More research required
The first stage of the project has already begun in the Dr. Joe Brown Aquatic Research Building at the Ocean Sciences Centre in Logy Bay.
The team is now talking to other industry partners and looking for additional funding from various provincial and federal programs to address further questions relating to both land- and field-based production of urchin roe, environmental sustainability and socio-economic development opportunities for the province.
Dr. Gagnon says the group has “tons of ideas” and is meeting again in St. John’s soon to discuss the way forward.
“One of my roles as the lead scientist for our growing consortium is to make sure there is a sustainable balance between creating jobs and money for the province, and preserving the ecological integrity of the systems from which urchins are collected for farming,” he said.

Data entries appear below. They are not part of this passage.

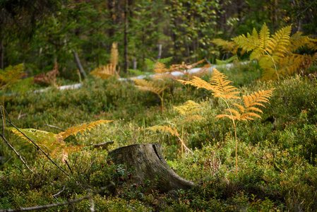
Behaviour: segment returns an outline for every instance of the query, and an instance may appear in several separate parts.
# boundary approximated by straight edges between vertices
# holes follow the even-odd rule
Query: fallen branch
[[[89,194],[88,195],[87,195],[83,198],[70,200],[70,201],[62,202],[60,204],[49,204],[49,205],[44,205],[44,206],[37,206],[29,207],[29,208],[16,208],[16,209],[1,209],[0,212],[16,212],[16,211],[32,211],[32,210],[41,210],[41,209],[45,209],[45,208],[54,208],[54,207],[58,207],[58,206],[65,206],[65,205],[73,204],[74,203],[79,202],[79,201],[81,201],[85,199],[90,200],[90,201],[92,202],[92,206],[90,206],[90,211],[92,211],[92,209],[94,208],[94,205],[92,205],[92,201],[91,201],[92,199],[92,197],[98,194],[100,192],[104,191],[107,188],[113,187],[113,186],[114,186],[114,183],[111,182],[110,184],[108,184],[107,186],[102,187],[100,189],[93,192],[91,194]]]

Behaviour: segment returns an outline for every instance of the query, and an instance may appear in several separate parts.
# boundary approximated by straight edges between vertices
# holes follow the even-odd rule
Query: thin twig
[[[16,209],[1,209],[0,212],[16,212],[16,211],[32,211],[32,210],[41,210],[41,209],[58,207],[58,206],[69,205],[69,204],[73,205],[73,204],[74,204],[74,203],[79,202],[79,201],[81,201],[85,199],[92,199],[92,196],[98,194],[100,192],[103,192],[105,189],[107,189],[107,188],[109,188],[110,187],[113,187],[113,186],[114,186],[114,183],[111,182],[110,184],[108,184],[107,186],[102,187],[100,189],[93,192],[91,194],[89,194],[88,195],[87,195],[83,198],[80,198],[80,199],[74,199],[74,200],[70,200],[70,201],[62,202],[60,204],[49,204],[49,205],[44,205],[44,206],[33,206],[33,207],[30,207],[30,208],[16,208]]]
[[[60,127],[58,127],[58,126],[54,126],[54,125],[51,125],[51,124],[45,124],[46,126],[49,126],[49,127],[52,127],[52,128],[55,128],[55,129],[59,129],[60,131],[65,131],[65,130],[64,129],[61,129],[61,128],[60,128]]]
[[[22,175],[23,175],[23,177],[24,177],[25,175],[24,175],[23,172],[22,171],[22,170],[18,166],[17,166],[16,165],[15,165],[14,166],[16,167],[20,170],[20,172],[21,172]]]
[[[26,162],[24,161],[23,158],[22,158],[22,156],[16,151],[16,150],[10,144],[10,143],[8,143],[8,141],[6,139],[6,138],[0,134],[0,136],[2,138],[2,139],[4,139],[4,141],[6,142],[6,143],[13,151],[13,152],[16,153],[16,155],[18,155],[18,157],[19,158],[19,159],[22,161],[22,163],[28,167],[28,169],[32,172],[33,173],[33,172],[32,171],[31,168],[28,165],[28,164],[26,164]]]
[[[68,167],[69,170],[71,171],[71,173],[73,174],[73,171],[71,170],[71,167],[69,166],[68,163],[67,163],[67,160],[64,160],[64,161],[65,161],[65,163],[67,165],[67,167]]]
[[[59,192],[59,193],[57,193],[57,194],[53,194],[52,196],[53,196],[53,197],[54,198],[55,198],[55,199],[56,200],[57,200],[57,198],[55,196],[57,196],[57,195],[59,195],[59,194],[61,194],[61,192],[64,192],[64,190],[65,190],[65,186],[64,186],[64,187],[63,187],[63,190],[61,190],[61,192]]]
[[[90,189],[88,189],[88,195],[90,194]],[[95,201],[93,200],[93,199],[92,198],[92,196],[89,196],[88,199],[91,202],[91,206],[89,208],[89,209],[90,210],[91,212],[95,212]]]
[[[55,162],[53,161],[53,160],[52,160],[51,158],[49,158],[49,155],[47,154],[35,142],[34,142],[33,140],[32,140],[31,139],[30,139],[27,135],[25,135],[25,134],[24,134],[22,131],[20,131],[17,126],[16,126],[16,125],[14,125],[11,122],[10,122],[9,120],[6,119],[6,121],[10,123],[10,124],[12,125],[12,126],[13,126],[14,128],[16,128],[20,134],[22,134],[25,138],[27,138],[30,141],[32,142],[32,143],[34,144],[34,146],[35,146],[37,149],[39,149],[54,165],[55,165],[61,171],[62,171],[64,174],[66,174],[67,176],[69,176],[69,174],[67,173],[64,170],[63,170],[62,167],[61,167],[59,165],[58,165]]]

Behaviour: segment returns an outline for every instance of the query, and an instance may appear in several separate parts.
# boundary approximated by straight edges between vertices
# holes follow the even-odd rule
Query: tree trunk
[[[128,0],[124,5],[124,72],[127,73],[128,69]]]
[[[77,67],[78,67],[79,72],[80,72],[80,73],[83,75],[84,78],[86,78],[87,75],[85,73],[85,71],[83,70],[83,66],[81,66],[80,61],[79,60],[78,55],[77,54],[77,52],[76,52],[74,49],[71,49],[71,52],[73,52],[73,57],[75,57],[75,61],[76,61]]]
[[[116,148],[108,155],[116,164],[123,164],[127,170],[135,167],[133,180],[138,183],[146,179],[157,179],[157,189],[162,192],[186,189],[194,186],[181,178],[167,165],[159,144],[133,144]]]

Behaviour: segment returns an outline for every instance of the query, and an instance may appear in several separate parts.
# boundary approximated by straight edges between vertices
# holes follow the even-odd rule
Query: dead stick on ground
[[[58,165],[51,158],[49,158],[49,155],[45,153],[33,140],[30,139],[27,135],[25,135],[22,131],[20,131],[16,125],[14,125],[11,121],[6,119],[10,124],[12,125],[14,128],[16,128],[20,134],[22,134],[25,138],[27,138],[32,143],[34,144],[54,165],[55,165],[61,171],[65,173],[67,176],[69,176],[69,174],[67,173],[64,170],[61,168],[59,165]]]
[[[60,204],[49,204],[49,205],[44,205],[44,206],[37,206],[30,207],[30,208],[16,208],[16,209],[1,209],[0,212],[16,212],[16,211],[32,211],[32,210],[41,210],[41,209],[44,209],[44,208],[53,208],[53,207],[58,207],[58,206],[65,206],[65,205],[69,205],[69,204],[72,204],[73,203],[81,201],[85,199],[92,199],[92,196],[98,194],[98,193],[103,192],[105,189],[107,189],[107,188],[109,188],[110,187],[113,187],[113,186],[114,186],[114,183],[111,182],[110,184],[108,184],[107,186],[102,187],[100,189],[96,191],[95,192],[93,192],[91,194],[88,194],[88,195],[87,195],[83,198],[80,198],[80,199],[70,200],[70,201],[62,202]],[[90,208],[92,208],[92,207],[90,207]]]

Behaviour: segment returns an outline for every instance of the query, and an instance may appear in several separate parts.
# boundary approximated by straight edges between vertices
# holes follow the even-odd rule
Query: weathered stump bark
[[[115,164],[122,164],[128,170],[136,169],[133,179],[138,183],[157,179],[157,189],[162,192],[173,189],[190,189],[193,182],[181,178],[164,159],[159,144],[133,144],[109,153]]]

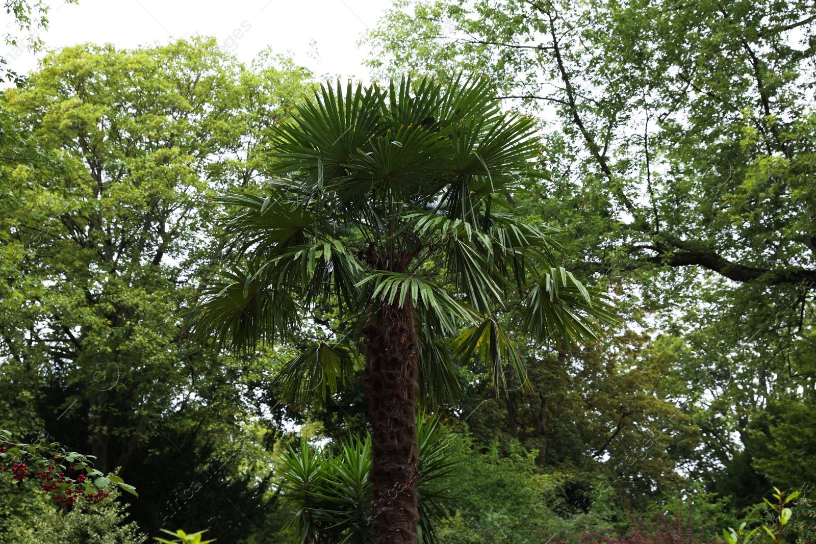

“I am excited to be a part of this dynamic team of collaborators and have the opportunity to further contribute my knowledge and expertise in studying natural cycles in seabed communities in Eastern Canada.”
Finding the balance
This background will be particularly useful as Dr. Gagnon and his collaborators begin studying the environmental impacts of semi-commercial, field-based trials in Southeastern Newfoundland, hopefully within the next year.
“Urchins play a key role in maintaining the dynamic equilibrium of rocky subtidal communities in the cold-marine systems of Newfoundland and Labrador,” he explained.
“Through grazing, they maintain what is called the urchin barren community state, which basically translates into areas of seabed where kelp and other fleshy seaweeds could potentially grow, but don’t because urchins there are so abundant and voracious that they easily wipe out that vegetation and prevent its re-establishment.”
While kelp assemblages provide habitat and promote biodiversity, Dr. Gagnon says a number of species depend on urchin barrens, including the urchins themselves. Their job will be to ensure they keep that balance, while the province’s social and economic landscapes benefit from it.